CFE cancels tender for renewable energy transmission line, curbing growth of private solar and wind parks in Southeast Mexico.
Energy Secretariat (SENER) allows old CFE hydropower plants to issue clean energy certificates, reducing the price of the certificates used as a market mechanism to build new plants, and effectively killing the incentive for private companies to participate.
Energy Regulatory Commission (CRE) allows Pemex to continue marketing high sulfur diesel until 2025, giving the producer an advantage over competitors who must comply with low sulfur regulations.
CRE allows Pemex to set wholesale refined products prices, allowing Pemex to regain market share.
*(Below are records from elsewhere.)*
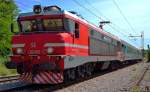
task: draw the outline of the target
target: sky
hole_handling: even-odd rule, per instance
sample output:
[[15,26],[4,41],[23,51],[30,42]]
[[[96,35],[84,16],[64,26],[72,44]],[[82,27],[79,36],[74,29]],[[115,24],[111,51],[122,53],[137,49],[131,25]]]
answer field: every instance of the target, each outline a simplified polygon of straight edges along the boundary
[[[110,21],[104,31],[110,32],[140,48],[140,36],[144,31],[144,48],[150,44],[149,0],[14,0],[21,12],[31,12],[33,5],[57,5],[63,10],[76,11],[85,20],[99,25],[102,20]],[[79,4],[75,3],[77,1]],[[116,5],[117,4],[117,5]],[[83,8],[83,7],[86,7]],[[119,9],[118,9],[119,7]],[[90,12],[89,12],[90,11]]]

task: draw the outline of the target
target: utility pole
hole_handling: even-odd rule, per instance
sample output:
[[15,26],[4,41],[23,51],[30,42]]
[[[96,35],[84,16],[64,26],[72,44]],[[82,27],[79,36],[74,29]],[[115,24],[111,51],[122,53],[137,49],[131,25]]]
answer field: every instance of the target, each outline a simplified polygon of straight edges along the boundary
[[141,35],[131,35],[129,37],[140,37],[141,38],[141,51],[142,51],[142,56],[144,57],[144,31],[141,32]]

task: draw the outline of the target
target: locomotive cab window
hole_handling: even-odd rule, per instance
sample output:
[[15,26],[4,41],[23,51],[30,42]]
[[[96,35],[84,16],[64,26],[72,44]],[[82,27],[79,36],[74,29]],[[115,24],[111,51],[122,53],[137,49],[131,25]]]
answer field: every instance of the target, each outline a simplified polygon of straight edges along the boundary
[[20,24],[22,32],[63,31],[62,19],[33,19]]

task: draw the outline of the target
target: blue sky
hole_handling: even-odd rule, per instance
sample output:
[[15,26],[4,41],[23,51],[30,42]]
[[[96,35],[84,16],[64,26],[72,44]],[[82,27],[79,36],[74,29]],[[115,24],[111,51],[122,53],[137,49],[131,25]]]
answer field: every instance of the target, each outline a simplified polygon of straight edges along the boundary
[[[140,47],[140,38],[129,38],[130,34],[140,35],[141,31],[145,33],[145,48],[150,44],[150,5],[148,0],[115,0],[119,5],[121,11],[130,22],[131,27],[124,20],[119,13],[113,0],[76,0],[90,11],[94,12],[97,16],[104,20],[111,21],[111,26],[106,25],[105,31],[115,34],[116,36],[126,40],[134,46]],[[73,0],[15,0],[21,12],[32,11],[32,6],[35,4],[57,5],[64,10],[72,10],[81,14],[87,21],[95,25],[99,25],[101,21],[96,16],[89,13],[87,10],[80,7]],[[89,5],[90,3],[90,5]],[[94,6],[94,7],[93,7]],[[96,8],[96,9],[95,9]],[[117,29],[117,30],[114,30]]]

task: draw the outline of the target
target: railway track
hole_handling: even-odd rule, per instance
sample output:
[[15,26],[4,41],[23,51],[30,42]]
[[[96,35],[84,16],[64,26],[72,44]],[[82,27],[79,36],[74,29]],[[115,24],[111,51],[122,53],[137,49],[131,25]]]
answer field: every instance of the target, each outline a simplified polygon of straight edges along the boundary
[[[119,70],[123,69],[123,68],[127,68],[128,66],[131,66],[131,65],[134,65],[134,64],[123,66],[123,67],[119,68]],[[20,92],[20,91],[25,91],[25,92],[28,92],[28,91],[49,92],[50,91],[51,92],[51,91],[63,89],[65,87],[68,87],[68,86],[71,86],[71,85],[74,85],[74,84],[77,84],[77,83],[81,83],[81,82],[84,82],[86,80],[89,80],[89,79],[92,79],[92,78],[95,78],[95,77],[98,77],[98,76],[102,76],[104,74],[114,72],[114,71],[116,71],[116,70],[113,70],[113,71],[112,70],[95,71],[92,76],[86,77],[84,79],[76,79],[74,81],[68,81],[67,83],[62,83],[62,84],[59,84],[59,85],[50,85],[50,84],[47,84],[47,85],[28,85],[28,86],[21,87],[21,88],[15,88],[15,89],[10,90],[10,91],[11,92]]]
[[19,79],[19,75],[0,77],[0,84],[17,81],[18,79]]

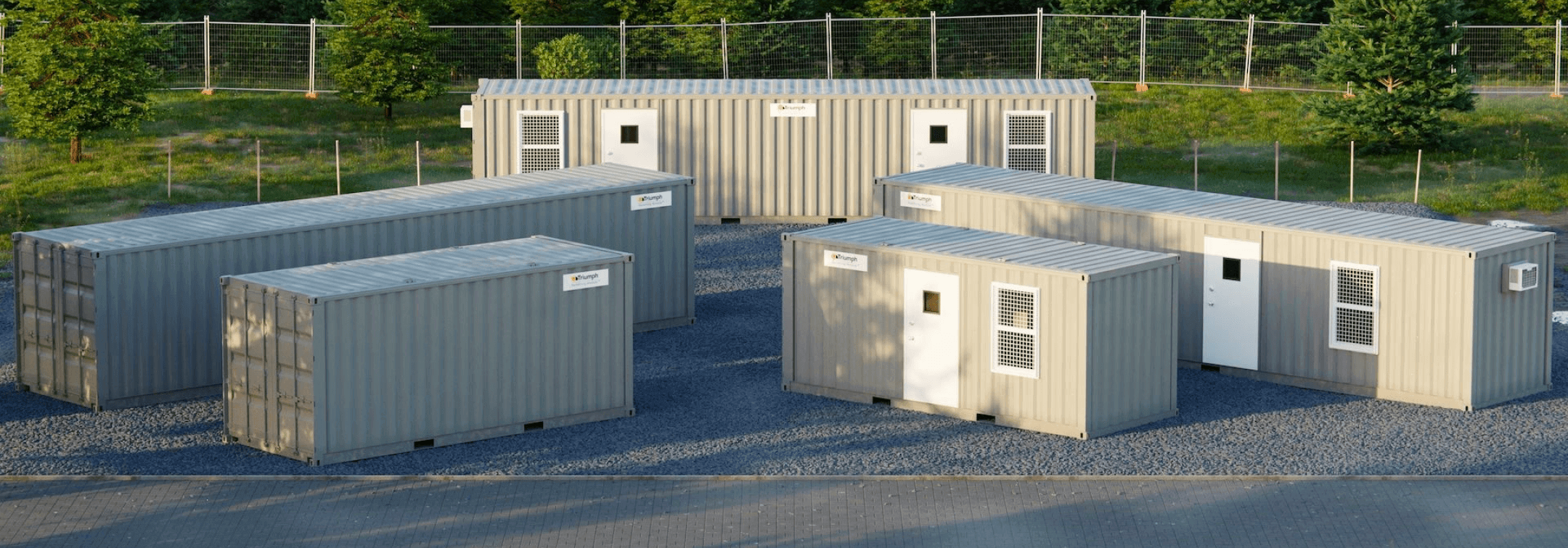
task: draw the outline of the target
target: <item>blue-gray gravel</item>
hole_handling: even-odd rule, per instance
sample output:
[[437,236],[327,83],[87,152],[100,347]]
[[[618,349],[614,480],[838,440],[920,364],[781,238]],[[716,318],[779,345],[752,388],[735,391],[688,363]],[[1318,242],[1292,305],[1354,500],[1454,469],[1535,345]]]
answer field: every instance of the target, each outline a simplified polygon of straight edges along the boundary
[[1475,412],[1181,370],[1176,418],[1085,442],[786,393],[779,233],[800,229],[698,227],[698,324],[637,335],[632,418],[307,467],[224,445],[216,398],[94,413],[6,365],[0,474],[1568,473],[1568,330],[1551,391]]

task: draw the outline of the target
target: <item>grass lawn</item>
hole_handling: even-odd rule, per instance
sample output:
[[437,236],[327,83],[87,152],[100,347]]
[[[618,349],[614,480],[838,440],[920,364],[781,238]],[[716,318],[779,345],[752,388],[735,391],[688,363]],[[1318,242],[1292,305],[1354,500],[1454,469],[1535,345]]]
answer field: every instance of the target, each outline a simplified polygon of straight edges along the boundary
[[[1192,188],[1192,141],[1200,141],[1198,188],[1273,197],[1273,142],[1281,144],[1279,197],[1348,199],[1347,147],[1311,144],[1306,94],[1221,88],[1099,85],[1098,175]],[[423,182],[469,177],[470,133],[458,127],[466,94],[376,108],[334,96],[194,91],[154,94],[160,113],[141,132],[85,139],[88,158],[66,163],[64,142],[11,138],[0,108],[0,230],[102,222],[154,202],[256,200],[260,141],[262,200],[337,191],[332,155],[342,150],[343,193],[414,183],[414,141]],[[1568,103],[1548,97],[1483,97],[1452,150],[1424,153],[1421,202],[1446,213],[1554,211],[1568,205]],[[1112,163],[1115,142],[1115,168]],[[166,186],[174,149],[172,189]],[[1356,200],[1410,200],[1416,155],[1356,158]],[[9,238],[0,249],[9,247]]]

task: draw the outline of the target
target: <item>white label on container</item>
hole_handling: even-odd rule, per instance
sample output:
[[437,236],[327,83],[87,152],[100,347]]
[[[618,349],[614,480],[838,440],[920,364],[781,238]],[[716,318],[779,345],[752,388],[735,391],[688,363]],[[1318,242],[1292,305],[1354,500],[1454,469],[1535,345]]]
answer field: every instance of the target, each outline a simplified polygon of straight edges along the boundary
[[913,207],[916,210],[942,210],[942,197],[936,194],[920,194],[920,193],[898,193],[898,205]]
[[768,103],[773,117],[817,117],[817,103]]
[[850,271],[866,271],[866,255],[845,254],[842,251],[822,252],[822,263]]
[[632,211],[670,207],[671,196],[670,191],[632,196]]
[[561,276],[561,291],[586,290],[601,285],[610,285],[608,268]]

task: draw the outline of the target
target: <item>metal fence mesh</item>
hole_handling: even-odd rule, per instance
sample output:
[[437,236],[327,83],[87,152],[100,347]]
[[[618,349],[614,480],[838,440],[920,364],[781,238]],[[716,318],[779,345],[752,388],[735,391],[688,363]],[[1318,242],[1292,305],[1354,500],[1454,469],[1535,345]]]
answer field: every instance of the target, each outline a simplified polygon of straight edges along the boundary
[[[591,78],[1029,78],[1038,66],[1044,78],[1333,91],[1338,85],[1312,78],[1323,27],[1021,14],[434,28],[448,34],[436,55],[453,63],[448,85],[455,92],[475,89],[478,78],[538,78],[539,55],[571,34],[585,39],[588,59],[579,67]],[[0,20],[0,36],[16,30]],[[315,44],[312,25],[172,22],[147,23],[147,30],[165,44],[149,63],[163,70],[171,89],[334,89],[326,44],[336,25],[315,25]],[[1554,25],[1465,27],[1458,47],[1468,53],[1477,91],[1544,94],[1562,89],[1557,33]],[[0,74],[5,45],[0,41]]]

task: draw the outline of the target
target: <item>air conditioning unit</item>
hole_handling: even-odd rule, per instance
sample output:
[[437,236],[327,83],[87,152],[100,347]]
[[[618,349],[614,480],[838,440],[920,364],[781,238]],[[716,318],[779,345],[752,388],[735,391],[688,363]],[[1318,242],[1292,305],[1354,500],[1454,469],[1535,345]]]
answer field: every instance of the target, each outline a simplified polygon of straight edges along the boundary
[[1512,263],[1508,265],[1508,291],[1526,291],[1541,285],[1541,265]]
SENER halts requests for social and environmental impact studies, delaying new private energy projects, such as pipelines, terminals, and solar and wind parks.
Mexican grid operator CENACE halts all new planned private power plants from starting operations as demand collapsed due to the pandemic.
SENER publishes its "reliability" policy, giving CFE priority in the dispatch of energy over private power producers, citing instability issues in the grid.
CFE hikes transmission tariffs to private renewable generators, reducing the incentive to build independent power plants.
CFE cancels tenders for construction of four power plants where over 30 private companies had expressed interest, puts future tenders on hold indefinitely.
CRE modifies the rules for independent power users that generate their own electricity, limiting their growth and likely forcing those companies to use CFE as a provider.
SENER tightens requirements for private companies that import and export refined products, giving Pemex a competitive advantage.
Federal government modifies hydrocarbons law, among other things tightening rules for companies that import, export, and distribute refined products.
Mexican Congress overturns set of regulations aimed at reducing Pemex' market share in refined products, allowing Pemex to set wholesale products prices.